Polytech seeks advice on future
Financial challenges have led Aoraki Polytechnic to appoint an adviser to look at its options.
Independent adviser Malcolm Inglis has been given a wide brief to look at all options which will be presented to the Aoraki Polytechnic Council in December.
Aoraki suffered a financial loss of $1.6 million last year and is staring down a projected loss of $2.1m this year, as well as forecasting 328 fewer equivalent fulltime students (EFTS) this year than budgeted for.
Aoraki chair Kevin Cosgrove said the polytechnic was responding to changes in the sector that required it to "focus more on our core operations".
"Changes in the education policy have limited the opportunities to generate revenue for Aoraki from subcontracting outside our region.
"It is sensible to look ahead now as doing nothing at this stage could restrict our position as we go into the future."
Asked if a merger with another polytech was being considered, he said "the sign above the door will still be Aoraki, the identity will not be lost".
"The council will talk with others in the sector and consult with stakeholders, particularly the local community and staff as to how best to preserve a viable polytechnic for our region."
Mr Inglis was employed by the Aoraki council over a month ago to look at all the options.
He was familiar with Aoraki, having worked there as a Crown observer in 1999 and 2000.
"The polytech was going through similar problems.
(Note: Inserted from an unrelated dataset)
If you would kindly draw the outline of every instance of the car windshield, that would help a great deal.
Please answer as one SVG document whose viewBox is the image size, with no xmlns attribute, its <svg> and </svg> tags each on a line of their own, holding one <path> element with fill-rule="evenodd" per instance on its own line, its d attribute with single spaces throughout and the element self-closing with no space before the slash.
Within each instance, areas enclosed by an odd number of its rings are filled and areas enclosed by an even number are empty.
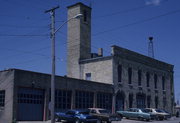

However as a Crown observer it is a ministerial appointment to offset and mitigate risks. This role is different. I have been asked by the council and management to identify what the challenges are and produce several options.
"They have foreseen the need for an independent view to make the polytech remain sustainable."
Aoraki was not alone in facing challenges, he said.
"There has been a shift in the way the Government is handling the education portfolio and there are obvious fiscal pressures at the moment. You would be hard-pushed to find an organisation that is not facing some challenges, but probably not to the same level as Aoraki due to subcontracting."
Subcontracting was when the polytech carried out the administration of a course but subcontracted the teaching to someone else, effectively clipping the ticket on the way through. The Government has signalled this practice needed to stop, however Aoraki's roll of 1700 is made up of about 428 subcontracted EFTS.
"In terms of any substantial changes at the moment we don't know what the options will be," Mr Inglis said.
The polytech had some leeway with $25m in reserves.
"Just carrying on doing business as it has been can't be done otherwise the reserves will be gone."